Cyber babies — staff editorials

The business of assisted reproduction recently took a turn for the worse.

The eggs of beautiful, healthy and intelligent women will now be auctioned to the highest bidder over the Internet. And the architect of this ingenious Web site – – will take 20 percent of the profit from each sale.

The brainchild of Ron Harris, a photographer and proprietor of several pornographic Web sites, his newest site attracted five million viewers in one day alone. Harris calls his business Darwin’s `Natural Selection’ at its very best.

While the concept of genetic engineering is hardly new – sperm banks have existed for years – Harris’ methods are ethically questionable. Many of the female donors – actresses and models according to Harris – may be selling their ova for the wrong reasons. Some women undergo the painful and sometimes dangerous operations out of financial desperation, or, worse yet, for exposure on the Internet to help acting or modeling careers.

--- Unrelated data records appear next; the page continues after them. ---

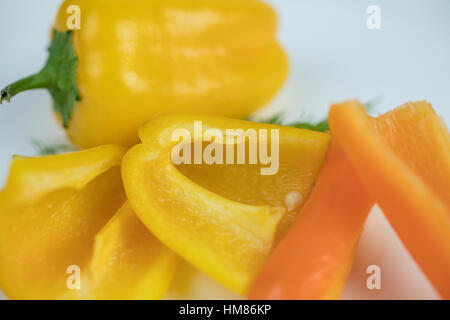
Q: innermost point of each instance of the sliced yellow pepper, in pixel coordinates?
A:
(129, 262)
(222, 218)
(50, 213)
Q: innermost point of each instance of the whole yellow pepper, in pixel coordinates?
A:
(133, 59)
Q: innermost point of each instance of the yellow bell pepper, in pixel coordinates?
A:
(222, 218)
(50, 213)
(131, 60)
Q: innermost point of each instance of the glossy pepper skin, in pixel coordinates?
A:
(64, 211)
(140, 58)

Harris is making a monetary gain from people’s insecurities. These anxieties are a manifestation of a society that holds physical attractiveness at a premium. Harris explains that his site simply mirrors our current society, and perhaps he is right. But preying on society’s vulnerable side is poor justification for this sort of business.

Assisted reproduction is a God-send to many infertile couples. Ideally, the procedure should be held in the highest regard. However, regulation of the industry of assisted reproduction is nonexistent, leaving room for profiteers like Harris.

Assisted reproduction is a wonder of modern medicine. But the auctioning of the components of human life to the highest bidder is a one step closer to Aldous Huxley’s Brave New World.

Ultimately, the means of the process of assisted reproduction, the buying and selling of ova and sperm, should be as sacred as its end: the creation of human life.